“Oh, I don’t know. He’s working on a book now, you know.”
“Bill’s always painting. At least he always was before the rain. Did the rain stop Hugh from writing?”
“I think it slowed him down some. It slowed every body down.”
“It stopped Bill cold. But even if he’s working, you know, he wants me with him. I couldn’t imagine not living with somebody.”
“I guess I’ve gotten used to it.”
“I don’t just mean the sex. It probably sounds as though I just mean the sex, huh?”
“Oh, I don’t—”
“But I mean having somebody to be with. But maybe getting used to it makes a difference. I hope I never have to find out, to tell you the truth.”
Tanya went on chattering as they climbed the stairs to their floor. The girl was just the sort of companion Linda needed at the moment, and she smiled at the discovery. It seemed paradoxical, as Tanya’s conversation centered on precisely those subjects Linda would have preferred not to think about, but she was able to bathe in the rushing stream of Tanya’s words so that they oddly took her mind off what Tanya was saying. The girl would never look pensive, Linda thought, because the girl could never hold a thought in her little head without marveling at the fact that she was thinking.
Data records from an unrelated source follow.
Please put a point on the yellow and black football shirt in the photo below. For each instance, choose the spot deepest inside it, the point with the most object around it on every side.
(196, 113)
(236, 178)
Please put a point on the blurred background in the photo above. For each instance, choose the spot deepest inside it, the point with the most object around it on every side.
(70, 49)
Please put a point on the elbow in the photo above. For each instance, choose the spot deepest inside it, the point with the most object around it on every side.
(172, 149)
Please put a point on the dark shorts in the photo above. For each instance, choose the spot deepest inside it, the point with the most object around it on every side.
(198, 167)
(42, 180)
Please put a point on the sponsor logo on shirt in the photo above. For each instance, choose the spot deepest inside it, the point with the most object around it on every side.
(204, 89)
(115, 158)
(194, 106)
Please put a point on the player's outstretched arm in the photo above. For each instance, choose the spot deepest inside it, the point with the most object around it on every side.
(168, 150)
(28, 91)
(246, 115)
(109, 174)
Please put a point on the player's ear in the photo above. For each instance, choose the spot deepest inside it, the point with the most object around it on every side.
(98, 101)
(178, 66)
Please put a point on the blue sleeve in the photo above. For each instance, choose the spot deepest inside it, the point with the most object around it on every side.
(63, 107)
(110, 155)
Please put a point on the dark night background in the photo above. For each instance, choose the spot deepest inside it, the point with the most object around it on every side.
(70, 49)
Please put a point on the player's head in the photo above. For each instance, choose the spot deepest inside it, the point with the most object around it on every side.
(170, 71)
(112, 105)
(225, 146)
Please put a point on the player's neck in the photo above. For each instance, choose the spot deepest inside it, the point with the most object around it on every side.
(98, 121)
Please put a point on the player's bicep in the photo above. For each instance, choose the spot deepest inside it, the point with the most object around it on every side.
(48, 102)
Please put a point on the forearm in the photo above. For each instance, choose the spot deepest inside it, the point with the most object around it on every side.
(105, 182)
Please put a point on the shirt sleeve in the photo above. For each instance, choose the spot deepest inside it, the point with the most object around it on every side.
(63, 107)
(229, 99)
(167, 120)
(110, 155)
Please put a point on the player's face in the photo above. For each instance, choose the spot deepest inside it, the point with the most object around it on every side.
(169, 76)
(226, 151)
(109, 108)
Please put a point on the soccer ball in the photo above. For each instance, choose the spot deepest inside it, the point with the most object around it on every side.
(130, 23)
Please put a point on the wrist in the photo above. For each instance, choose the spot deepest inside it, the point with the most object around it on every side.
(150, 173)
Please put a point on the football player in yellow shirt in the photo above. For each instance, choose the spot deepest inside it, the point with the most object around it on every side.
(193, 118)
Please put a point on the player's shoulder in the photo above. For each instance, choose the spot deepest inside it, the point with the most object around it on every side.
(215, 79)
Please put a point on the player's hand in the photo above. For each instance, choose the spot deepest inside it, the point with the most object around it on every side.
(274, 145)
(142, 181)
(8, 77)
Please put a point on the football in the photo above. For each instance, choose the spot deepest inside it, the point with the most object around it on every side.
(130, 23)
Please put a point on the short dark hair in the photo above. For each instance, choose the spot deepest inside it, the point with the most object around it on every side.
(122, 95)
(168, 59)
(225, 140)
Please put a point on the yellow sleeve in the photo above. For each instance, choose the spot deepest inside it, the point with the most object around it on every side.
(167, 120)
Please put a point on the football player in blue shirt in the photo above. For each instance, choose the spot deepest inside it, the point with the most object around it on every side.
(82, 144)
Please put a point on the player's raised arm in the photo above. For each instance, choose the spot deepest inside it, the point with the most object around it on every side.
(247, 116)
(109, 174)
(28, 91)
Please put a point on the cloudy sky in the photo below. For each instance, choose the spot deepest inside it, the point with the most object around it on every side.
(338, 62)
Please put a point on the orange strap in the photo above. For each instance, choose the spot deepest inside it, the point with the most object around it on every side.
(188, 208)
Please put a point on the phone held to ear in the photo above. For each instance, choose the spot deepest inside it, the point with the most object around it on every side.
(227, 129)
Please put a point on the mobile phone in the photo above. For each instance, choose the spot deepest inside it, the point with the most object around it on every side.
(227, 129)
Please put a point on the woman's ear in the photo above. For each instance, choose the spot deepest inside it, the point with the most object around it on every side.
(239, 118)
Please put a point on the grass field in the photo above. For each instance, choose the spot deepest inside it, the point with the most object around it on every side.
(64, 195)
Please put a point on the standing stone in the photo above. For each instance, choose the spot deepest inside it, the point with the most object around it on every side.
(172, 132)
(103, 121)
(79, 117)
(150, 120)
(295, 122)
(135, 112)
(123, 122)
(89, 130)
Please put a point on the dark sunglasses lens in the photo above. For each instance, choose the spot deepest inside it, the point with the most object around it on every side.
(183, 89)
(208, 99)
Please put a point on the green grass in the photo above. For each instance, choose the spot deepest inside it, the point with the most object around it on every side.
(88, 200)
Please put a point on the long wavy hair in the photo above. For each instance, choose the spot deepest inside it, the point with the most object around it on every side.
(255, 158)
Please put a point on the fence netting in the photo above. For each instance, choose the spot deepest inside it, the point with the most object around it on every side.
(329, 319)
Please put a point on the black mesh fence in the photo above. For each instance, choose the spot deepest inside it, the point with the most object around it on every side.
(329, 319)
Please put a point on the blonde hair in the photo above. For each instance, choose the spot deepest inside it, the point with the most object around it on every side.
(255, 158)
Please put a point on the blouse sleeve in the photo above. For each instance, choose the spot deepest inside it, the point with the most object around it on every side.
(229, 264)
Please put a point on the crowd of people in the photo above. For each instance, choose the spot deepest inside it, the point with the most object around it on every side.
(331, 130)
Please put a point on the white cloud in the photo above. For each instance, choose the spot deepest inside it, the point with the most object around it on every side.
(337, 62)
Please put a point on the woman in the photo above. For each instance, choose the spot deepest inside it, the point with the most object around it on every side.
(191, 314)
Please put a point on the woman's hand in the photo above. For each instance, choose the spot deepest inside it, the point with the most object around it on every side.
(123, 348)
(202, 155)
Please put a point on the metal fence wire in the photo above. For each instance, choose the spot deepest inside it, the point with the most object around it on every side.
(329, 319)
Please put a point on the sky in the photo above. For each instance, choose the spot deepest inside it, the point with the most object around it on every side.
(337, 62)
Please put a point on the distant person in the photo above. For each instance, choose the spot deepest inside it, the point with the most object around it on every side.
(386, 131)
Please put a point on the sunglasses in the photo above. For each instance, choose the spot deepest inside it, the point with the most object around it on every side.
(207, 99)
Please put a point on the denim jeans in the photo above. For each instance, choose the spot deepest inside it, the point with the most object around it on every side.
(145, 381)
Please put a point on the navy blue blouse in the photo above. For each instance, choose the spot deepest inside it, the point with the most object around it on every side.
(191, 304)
On impulse she asked Tanya to come in for coffee. “Well, if Billie wants to,” she said. “Unless you wouldn’t want him.”
“Why wouldn’t I?”
“I don’t know. He makes some people sort of nervous, not talking and all. I guess I talk enough to make up for it. I’ll ask him, okay?” She knocked on the door while Linda was fitting her key into her own lock. “That’s funny,” Tanya said. “He wouldn’t go to sleep so early. Bill?”
“Maybe he stepped out.”
“He hardly ever goes anywhere. But maybe he did. He’s been in this mood.”
“Do you have a key?”
“Yeah, in my purse somewhere. You go ahead, Linda. If he’s out I’ll leave a note and be over in minute.”
She opened her own door, switched on the light. Then Tanya’s scream cut through her like a sword.
She spun around. Across the hall Tanya was framed in the doorway, facing into the room. Over her shoulder Linda could see Bill Donatelli swinging on a rope from the overhead light fixture. His tongue, black and obscenely swollen, projected between enlarged purple lips.
His whole face was tones of blue and purple and his bulged from his head and his body swung in slow circles.
Tanya screamed and screamed.
Afterward she could never be certain of the sequence of things. Her memory would hold scenes and flashes of scenes, jumbled together like bits of intercut film. The room and hallway filled up with people. How they got there or the order of their coming she never knew.
Two men from the second floor stood arguing, one determined to right the chair overturned at Bill Donatelli’s feet so that he could climb on it and cut him down, the other insistent that nothing be touched or moved until the police arrived.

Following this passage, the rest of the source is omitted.